Quando Esperança abrandou finalmente o coração, Alzira quis saber o que fora aquilo. A que propósito é que lhe tinha entrado assim, casa adentro, sem ser convidada?

— Ó vizinha, você não ouviu a barulheira?

— Ouvi e não percebi o que se passou — respondeu Alzira.

— Você sabe que o meu Alfredo tem andado fora dele, não sabe?

— Não, não sei. Não sei nada da vida de ninguém. Gosto pouco de me meter nesses assuntos.

— Mas devia. É bom a vizinhança ir sabendo o que se passa, para o caso de ser preciso ajudar alguém.


Alzira perdia rapidamente a pouca paciência que ainda lhe restava. Odiava invasões, não abria a porta a ninguém que não partilhasse consigo o sangue e não se imaginava a mudar agora a sua maneira de estar. Suspirou pesadamente e pediu a Esperança que se explicasse. Quanto mais depressa a mulher se pusesse dali para fora, melhor.

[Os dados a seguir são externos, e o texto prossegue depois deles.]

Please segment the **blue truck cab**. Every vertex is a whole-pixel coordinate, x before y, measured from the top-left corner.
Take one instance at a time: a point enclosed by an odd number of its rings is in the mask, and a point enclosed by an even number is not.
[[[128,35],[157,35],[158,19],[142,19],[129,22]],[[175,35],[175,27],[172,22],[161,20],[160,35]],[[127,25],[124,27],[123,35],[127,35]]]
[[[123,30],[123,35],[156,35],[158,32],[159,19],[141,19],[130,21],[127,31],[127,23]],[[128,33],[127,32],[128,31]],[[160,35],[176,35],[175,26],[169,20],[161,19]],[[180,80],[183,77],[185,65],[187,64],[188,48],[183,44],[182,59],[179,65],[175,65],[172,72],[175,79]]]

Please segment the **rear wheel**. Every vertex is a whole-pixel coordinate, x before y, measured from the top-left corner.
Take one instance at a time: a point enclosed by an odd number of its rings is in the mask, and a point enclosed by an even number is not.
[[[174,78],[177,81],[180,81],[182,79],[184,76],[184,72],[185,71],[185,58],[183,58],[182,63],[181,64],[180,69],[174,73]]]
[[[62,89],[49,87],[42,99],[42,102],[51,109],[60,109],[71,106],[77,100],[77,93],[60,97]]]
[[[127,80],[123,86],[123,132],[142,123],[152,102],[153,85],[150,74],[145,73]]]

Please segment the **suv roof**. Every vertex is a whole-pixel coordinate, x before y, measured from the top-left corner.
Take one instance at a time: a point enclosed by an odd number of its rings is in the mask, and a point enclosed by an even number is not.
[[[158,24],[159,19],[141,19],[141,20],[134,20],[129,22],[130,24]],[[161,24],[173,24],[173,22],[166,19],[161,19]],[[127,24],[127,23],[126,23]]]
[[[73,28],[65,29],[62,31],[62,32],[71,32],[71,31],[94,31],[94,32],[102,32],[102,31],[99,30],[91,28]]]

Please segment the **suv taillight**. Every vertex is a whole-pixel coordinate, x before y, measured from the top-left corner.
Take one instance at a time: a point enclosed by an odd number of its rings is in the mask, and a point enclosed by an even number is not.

— O meu Alfredo… bem, deu em pensar que me pode agora chegar a roupa ao pêlo. Nunca me bateu, quarenta e tal anos de casados e nunca me tocou com um dedo sequer. Agora meteu na cabeça que ando de caso com o carteiro e não se passa um dia que não me bata.

— Não é a mim que tem de dizer isso. É à polícia.

— Ai, e acha que eles querem saber? Sou só uma velha. Mais uma, menos uma, que diferença lhes faz?

— Quem não a pode ajudar de certeza absoluta sou eu — frisou Alzira.

— Ah isso é que pode. Fico aqui um dia ou dois, para ver se ele se acalma. Não precisa de se preocupar comigo, eu ajeito-me ali no sofá ou assim. Nem é preciso andar a fazer camas de lavado. Quer dizer, as minhas costas já não estão para estas coisas, mas pode ser que eu me aguente.

— Um dia ou dois? Aqui? Desculpe, mas nem pensar.

— Não pode recusar-se a ajudar-me. Já viu se ele me mata?